Comportamento Crônica

Narrativas cotidianas

Mariana Motta relata seu encontro com Augusta, uma mulher de 70 anos cheia de energia e vivacidade, no 457

Por Mariana Motta

Estamos o tempo todo falando e escrevendo sobre nós mesmos. Nossas angústias, nossas felicidades, nossos momentos e, consequentemente, nossa vida. Nossa, chego a ficar cansada de tanto pronome possessivo.

Gosto de dizer que faço jornalismo porque não preciso falar de mim, mas no final do dia, percebo que todas as crônicas que escrevo são sobre mim. Assim como todas as crônicas que leio aqui, também são sobre as pessoas que as escrevem.

Mas hoje quero fazer diferente, quero contar algo sem muita importância, uma situação corriqueira de uma história que não é sobre mim.

Era terça-feira de carnaval, eu estava no 457, em pé no ônibus, indo para o Arpoador, e tinham quatro senhoras sentadas conversando. Uma delas, que vou nomear como Augusta, era a mais animada e falava abertamente sobre a sua vida.

Augusta tinha dois filhos já adultos. O primogênito, sentia muito ciúmes e preocupação com ela. Na visão dele, Augusta já era uma senhora de 70 anos e tinha que ficar em casa o dia inteiro. Mas para ela não, a jovem senhora contou que saiu todos os dias do carnaval. E naquela terça, pretendia ir à praia, depois dar uma passada em algum bloco, e terminar o dia bebendo no bar.

Ela contava também que o filho mais velho morria de medo dela sair de casa, por conta da violência da cidade. Essa parte da conversa, terei que transcrever. Ninguém falou tão bem quanto a Augusta. Era contagiante. “Ele acha que eu vou deixar de sair e me divertir por conta de assalto. Vê se pode, meu filho acha que conhece mais o Rio do que eu. Falo direto para ele: ‘Meu filho, tenho 70 anos de Rio de Janeiro, você só tem 30. Conheço muito mais isso aqui do que você.’ Já pensou se eu deixo de me divertir por medo da violência? Cruz credo! Ia ficar em casa o dia inteiro. Tô muito nova ainda.”

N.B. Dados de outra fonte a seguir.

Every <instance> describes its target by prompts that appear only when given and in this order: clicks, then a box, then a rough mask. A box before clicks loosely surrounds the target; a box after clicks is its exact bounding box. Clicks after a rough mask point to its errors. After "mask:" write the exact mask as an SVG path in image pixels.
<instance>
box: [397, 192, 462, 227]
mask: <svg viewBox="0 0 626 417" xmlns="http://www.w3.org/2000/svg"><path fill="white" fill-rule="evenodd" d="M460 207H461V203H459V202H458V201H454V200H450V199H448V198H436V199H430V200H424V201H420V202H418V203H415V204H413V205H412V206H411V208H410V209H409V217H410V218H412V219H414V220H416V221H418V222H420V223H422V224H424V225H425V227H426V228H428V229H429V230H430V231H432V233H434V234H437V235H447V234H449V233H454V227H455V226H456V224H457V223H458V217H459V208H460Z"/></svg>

A vivacidade de Augusta encantava as outras senhoras que estavam com ela. Todas concordavam e riam. “Meu filho é igual”, dizia uma. “A gente tem mais é que aproveitar mesmo, eles aproveitam, por que a gente não pode?”, dizia a outra.

Augusta também falou de uma vez que estava em um ônibus, e começou um tiroteio do lado de fora. Os passageiros entraram em desespero, queriam descer do ônibus. A moça do banco ao seu lado pediu para que ela se abaixasse. “Eu não”, foi a resposta de Augusta. E ainda completou: “A gente tá mais segura dentro do ônibus do que na rua”. Simplesmente ficou sentada, esperando o tiroteio passar. Como ela mesma conta, já com 70 anos de Rio de Janeiro, sabia que o desespero só ia piorar a situação.

Além disso, a jovem senhora contava um pouco da sua história de vida. Seu ex-marido a largou para ficar com outra mulher. Em um determinado momento da conversa, ela conta que seu filho mais novo estava viajando naquele período do carnaval, e pediu para ela tomar conta do cachorro dele. Augusta, que não tinha muito talento com cachorros, só gatos, falou para o filho procurar o pai e mandar ele e a mulher dele tomarem conta do cachorro.

Ela disse ainda que, antigamente, quando precisava de ajuda, tinha que se virar sozinha, já que o pai não era tão presente. Mas se engana quem pensa que ela contava isso com tristeza. Augusta batia no peito dizendo que criou seus filhos sozinha. E, se os filhos quiserem, depois de adultos, pedir alguma coisa, que seja para o pai, porque agora ela queria aproveitar a vida. Não queria passar o carnaval inteiro com a responsabilidade de cuidar de um cachorro que não era dela. Estava muito feliz com a sua liberdade.

Confesso que queria ter ouvido mais da vida de Augusta, mas precisei descer do ônibus. Queria poder ter ido a mesma praia que ela, para ficar quieta só ouvido suas histórias e gargalhando.

Na verdade, eu poderia vir aqui e falar sobre o quanto a Augusta mexeu comigo. Poderia passar parágrafos e mais parágrafos contando sobre a importância desse dia para mim. A gente costuma ter essa mania horrível de achar que nossas histórias são mais importantes que a dos outros, só que eu transformaria toda a história de uma pessoa, em algo sobre mim, e esse não é esse meu objetivo. Por isso, hoje, eu queria apenas escrever sobre ela.

Augusta, obrigado. Essa crônica é sobre você, a sua alegria e um 457 tão cheio de histórias para contar.